Ok, I like it. some new and some theoretical. I am building a greenhouse in Vista, CA that will face south with a east west orientation. Two reasons for this: 1) the lot pretty much dictates it 2) to capture the onshore/offshore winds that naturally occur this close to the ocean. Because we have pretty mild temps and electricity is relatively cheap I was planning on going with fans and a cooler as well as temperature activated vents to try and keep the temps in line. The south wall I am planning a roll up type curtain with a screened backing that will stay closed in winter but open in the warmer months. Heating I am still working on. As the system I am planning will be hybrid and have media beds I can't just heat the water and be safe. From my other greenhouse I learned that the cool air rushing into the media beds when they drain will significantly reduce temps. There must be some moderation of overall temps for success. Time constraints dictate that the heating system be automatic and self regulating so I'll probably end up with some sort of commercial heat system. Not wildly excited about the cost or the fact that all of these I've found are for much larger set ups than mine. C'est la guerre!  Comments?? 

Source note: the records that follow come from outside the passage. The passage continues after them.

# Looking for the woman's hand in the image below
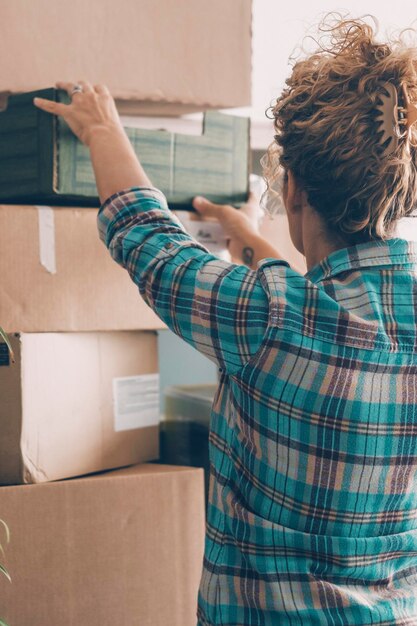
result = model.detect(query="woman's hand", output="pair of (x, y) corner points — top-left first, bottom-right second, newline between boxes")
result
(33, 81), (124, 146)
(193, 193), (259, 266)
(34, 81), (152, 202)
(193, 193), (282, 269)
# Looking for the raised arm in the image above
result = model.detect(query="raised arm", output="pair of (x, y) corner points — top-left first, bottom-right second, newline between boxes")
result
(35, 83), (269, 374)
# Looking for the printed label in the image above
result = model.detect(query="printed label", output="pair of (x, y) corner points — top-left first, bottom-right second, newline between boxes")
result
(0, 343), (10, 367)
(38, 206), (56, 274)
(113, 374), (160, 432)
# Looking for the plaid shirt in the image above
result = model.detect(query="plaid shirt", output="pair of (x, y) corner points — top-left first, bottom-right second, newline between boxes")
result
(99, 188), (417, 626)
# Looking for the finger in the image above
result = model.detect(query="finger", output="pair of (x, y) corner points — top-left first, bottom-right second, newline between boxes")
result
(33, 98), (68, 115)
(77, 80), (94, 93)
(56, 82), (75, 96)
(94, 85), (110, 96)
(193, 196), (229, 217)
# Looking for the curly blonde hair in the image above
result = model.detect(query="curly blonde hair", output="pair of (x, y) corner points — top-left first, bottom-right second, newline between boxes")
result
(270, 14), (417, 244)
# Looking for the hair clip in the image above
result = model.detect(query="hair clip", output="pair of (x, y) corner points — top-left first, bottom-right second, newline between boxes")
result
(376, 82), (417, 157)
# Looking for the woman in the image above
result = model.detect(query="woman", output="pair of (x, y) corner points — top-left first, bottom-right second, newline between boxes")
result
(36, 15), (417, 626)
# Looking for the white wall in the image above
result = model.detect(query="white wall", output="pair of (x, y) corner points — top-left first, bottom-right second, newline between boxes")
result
(240, 0), (417, 119)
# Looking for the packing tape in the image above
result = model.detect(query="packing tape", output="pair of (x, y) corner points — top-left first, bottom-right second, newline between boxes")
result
(37, 206), (56, 274)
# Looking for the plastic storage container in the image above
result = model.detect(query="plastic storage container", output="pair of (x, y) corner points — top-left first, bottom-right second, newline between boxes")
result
(160, 384), (217, 493)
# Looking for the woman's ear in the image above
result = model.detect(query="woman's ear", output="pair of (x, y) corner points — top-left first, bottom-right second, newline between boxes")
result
(285, 170), (304, 213)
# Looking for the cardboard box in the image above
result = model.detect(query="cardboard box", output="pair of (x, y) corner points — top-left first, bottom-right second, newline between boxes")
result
(0, 205), (165, 332)
(0, 332), (159, 485)
(0, 89), (250, 209)
(0, 465), (204, 626)
(0, 0), (252, 115)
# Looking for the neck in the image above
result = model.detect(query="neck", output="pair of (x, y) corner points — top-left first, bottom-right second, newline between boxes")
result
(301, 205), (349, 270)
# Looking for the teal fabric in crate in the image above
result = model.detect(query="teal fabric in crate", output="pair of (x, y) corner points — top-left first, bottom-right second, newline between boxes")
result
(0, 89), (250, 209)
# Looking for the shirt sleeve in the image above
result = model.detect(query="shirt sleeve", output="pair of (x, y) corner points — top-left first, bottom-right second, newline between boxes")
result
(98, 187), (268, 374)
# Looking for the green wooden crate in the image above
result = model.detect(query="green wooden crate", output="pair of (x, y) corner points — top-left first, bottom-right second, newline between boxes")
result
(0, 89), (250, 209)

Greenhouse will be 54' long by 15' wide. I really like the self opening solar windows but have not figured a way for that to work with the quanset style greenhouse that this will be. Actually the walls will be vertical to 5' and then curve over. The window idea may just work. Thanks. BTW, most of the structure will be metal; the rest PT lumber. It lasts well here.

Mark Hall said:

What size greenhouse?   Consider having low windows on the south wall that open and close to regulate air flow. Seems like a cleaner design than rolling and unrolling material.Also high windows on the north. If you can stay away from wood in the design you should have a long lasting structure. Your temperatures in Vista are so mild that a passive house might work well. I agree with commercial heat for backup. 

Paul Westberg said:

Ok, I like it. some new and some theoretical. I am building a greenhouse in Vista, CA that will face south with a east west orientation. Two reasons for this: 1) the lot pretty much dictates it 2) to capture the onshore/offshore winds that naturally occur this close to the ocean. Because we have pretty mild temps and electricity is relatively cheap I was planning on going with fans and a cooler as well as temperature activated vents to try and keep the temps in line. The south wall I am planning a roll up type curtain with a screened backing that will stay closed in winter but open in the warmer months. Heating I am still working on. As the system I am planning will be hybrid and have media beds I can't just heat the water and be safe. From my other greenhouse I learned that the cool air rushing into the media beds when they drain will significantly reduce temps. There must be some moderation of overall temps for success. Time constraints dictate that the heating system be automatic and self regulating so I'll probably end up with some sort of commercial heat system. Not wildly excited about the cost or the fact that all of these I've found are for much larger set ups than mine. C'est la guerre!  Comments?? 

I live in west central Texas so I can sympathize with you on the heat issue.  I am seriously considering going 4 to 6 feet below grade and only having a glazed roof showing above ground.  the temperatures would be more moderate in my mind at that depth.  I also was thinking of thinking of glazing the inside as well as the outside of the roof to make a space for heating and cooling.  I seems that it would take a lot less effort to heat or cool  that space rather than heat or cool the whole greenhouse. I am hoping that shade cloth and earthen walls would moderate the temperature to maybe something tolerable in the summer and in the winter just heat the space in the roof.  Our freeze line is only about an inch so the earth walls might maintain a warm temperature in the winter.  It's all working perfectly in my imagination but any thoughts on my reasoning would be welcomed.